Sample container, 11...Detection circuit, 12...Fluid control device, 13...Counting circuit Applicant: Toa Medical Electronics Co., Ltd. Figure 2

Claims (1)

【特許請求の範囲】 １　血液希釈液を細孔に通過させ赤血球と希釈液との電
気的差異に基づいて赤血球を検出する検出方法において
、血液希釈液を直径３μ前後の孔隙を多数有するフィル
タに通過させた後、前記細孔を通過させて、赤血球の変
形能を測定することを特徴とする赤血球の特性を測定す
る方法。 ２　フィルタの孔隙の総面積が細孔の面積の１０倍以上
であシ、所定時間に細孔を通過する赤血球数を検出する
特許請求の範囲第１項記載の赤血球の特性を測定する方
法。 ３　フィルタの孔隙の総面積が細孔の面積と等しいかそ
れ以下とし、所定体積の血液希釈液の通過時間を測定す
る特許請求の範囲第１項記載の赤血球の特性を測定する
方法。 ４　血液希釈液を検出器下端に設けられた細孔に通過さ
せ赤血球と希釈液との電気的差異に基づいて赤血球を検
出する粒子検出装置において、細孔を有する検出器下端
に、下部に直径３μ前後の孔隙を多数有するフィルタを
設けたアダプタを嵌設してなることを特徴とする赤血球
の特性を測定する装置。 ５　フィルタの孔隙の総面積が細孔の面積の１０倍以上
である特許請求の範囲第４項記載の赤血球の特性を測定
する装置。 ６　フィルタの孔隙の総面積が細孔の面積と等しいかそ
れ以下である特許請求の範囲第４項記載の赤血球の特性
を測定する装置。[Claims] 1. In a detection method in which a blood diluent is passed through pores and red blood cells are detected based on the electrical difference between the red blood cells and the diluent, the blood diluent is passed through a filter having many pores with a diameter of about 3 μm.

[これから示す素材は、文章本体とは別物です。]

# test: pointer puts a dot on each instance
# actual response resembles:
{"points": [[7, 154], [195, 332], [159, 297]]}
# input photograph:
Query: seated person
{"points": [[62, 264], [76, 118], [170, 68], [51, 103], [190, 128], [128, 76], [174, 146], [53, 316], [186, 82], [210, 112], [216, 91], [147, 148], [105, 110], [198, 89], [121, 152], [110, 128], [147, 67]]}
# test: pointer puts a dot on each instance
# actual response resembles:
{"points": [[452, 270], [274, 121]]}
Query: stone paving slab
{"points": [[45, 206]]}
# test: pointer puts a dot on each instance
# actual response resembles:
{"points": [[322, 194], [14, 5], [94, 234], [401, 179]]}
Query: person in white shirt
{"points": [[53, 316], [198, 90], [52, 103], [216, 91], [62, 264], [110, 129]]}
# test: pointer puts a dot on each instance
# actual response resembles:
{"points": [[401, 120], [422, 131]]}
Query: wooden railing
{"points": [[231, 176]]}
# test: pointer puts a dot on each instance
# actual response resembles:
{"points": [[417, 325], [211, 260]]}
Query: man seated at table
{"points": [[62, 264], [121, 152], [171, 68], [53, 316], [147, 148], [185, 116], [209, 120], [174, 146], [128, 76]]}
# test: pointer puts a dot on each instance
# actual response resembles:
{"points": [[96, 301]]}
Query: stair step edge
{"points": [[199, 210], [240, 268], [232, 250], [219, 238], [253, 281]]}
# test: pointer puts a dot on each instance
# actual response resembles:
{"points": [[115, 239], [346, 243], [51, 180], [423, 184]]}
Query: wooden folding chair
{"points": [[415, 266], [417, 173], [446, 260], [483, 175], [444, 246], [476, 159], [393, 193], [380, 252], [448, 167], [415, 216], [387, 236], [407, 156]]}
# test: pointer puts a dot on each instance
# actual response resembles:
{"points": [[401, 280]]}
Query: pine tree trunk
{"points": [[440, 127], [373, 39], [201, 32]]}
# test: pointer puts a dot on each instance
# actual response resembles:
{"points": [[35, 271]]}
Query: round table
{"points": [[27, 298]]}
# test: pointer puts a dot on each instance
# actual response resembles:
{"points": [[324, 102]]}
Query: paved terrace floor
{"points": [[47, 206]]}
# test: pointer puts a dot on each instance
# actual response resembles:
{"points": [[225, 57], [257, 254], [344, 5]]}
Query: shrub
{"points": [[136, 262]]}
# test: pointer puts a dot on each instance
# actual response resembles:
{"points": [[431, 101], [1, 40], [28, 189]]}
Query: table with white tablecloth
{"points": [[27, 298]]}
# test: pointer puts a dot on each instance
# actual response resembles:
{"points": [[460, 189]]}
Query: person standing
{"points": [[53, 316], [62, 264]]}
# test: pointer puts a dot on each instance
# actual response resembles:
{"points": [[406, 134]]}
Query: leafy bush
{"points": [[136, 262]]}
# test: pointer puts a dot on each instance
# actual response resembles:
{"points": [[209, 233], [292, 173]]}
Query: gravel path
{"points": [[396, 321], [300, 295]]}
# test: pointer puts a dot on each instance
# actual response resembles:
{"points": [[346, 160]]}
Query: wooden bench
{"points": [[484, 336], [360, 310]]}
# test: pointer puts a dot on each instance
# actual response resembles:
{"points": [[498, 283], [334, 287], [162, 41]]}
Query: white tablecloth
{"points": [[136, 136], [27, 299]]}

A method for measuring the characteristics of red blood cells, which comprises passing the red blood cells through the pores and then measuring the deformability of the red blood cells. 2. The method for measuring the characteristics of red blood cells according to claim 1, wherein the total area of the pores of the filter is 10 times or more the area of the pores, and the number of red blood cells passing through the pores in a predetermined time is detected. 3. The method for measuring the characteristics of red blood cells according to claim 1, wherein the total area of the pores of the filter is equal to or less than the area of the pores, and the passage time of a predetermined volume of blood diluent is measured. 4 In a particle detection device that detects red blood cells based on the electrical difference between the red blood cells and the diluent by passing a blood diluent through a pore provided at the lower end of the detector, a diameter A device for measuring the characteristics of red blood cells, characterized in that the adapter is fitted with a filter having a large number of pores of about 3 μm. 5. The device for measuring the characteristics of red blood cells according to claim 4, wherein the total area of the pores of the filter is 10 times or more the area of the pores. 6. The device for measuring the characteristics of red blood cells according to claim 4, wherein the total area of the pores of the filter is equal to or less than the area of the pores.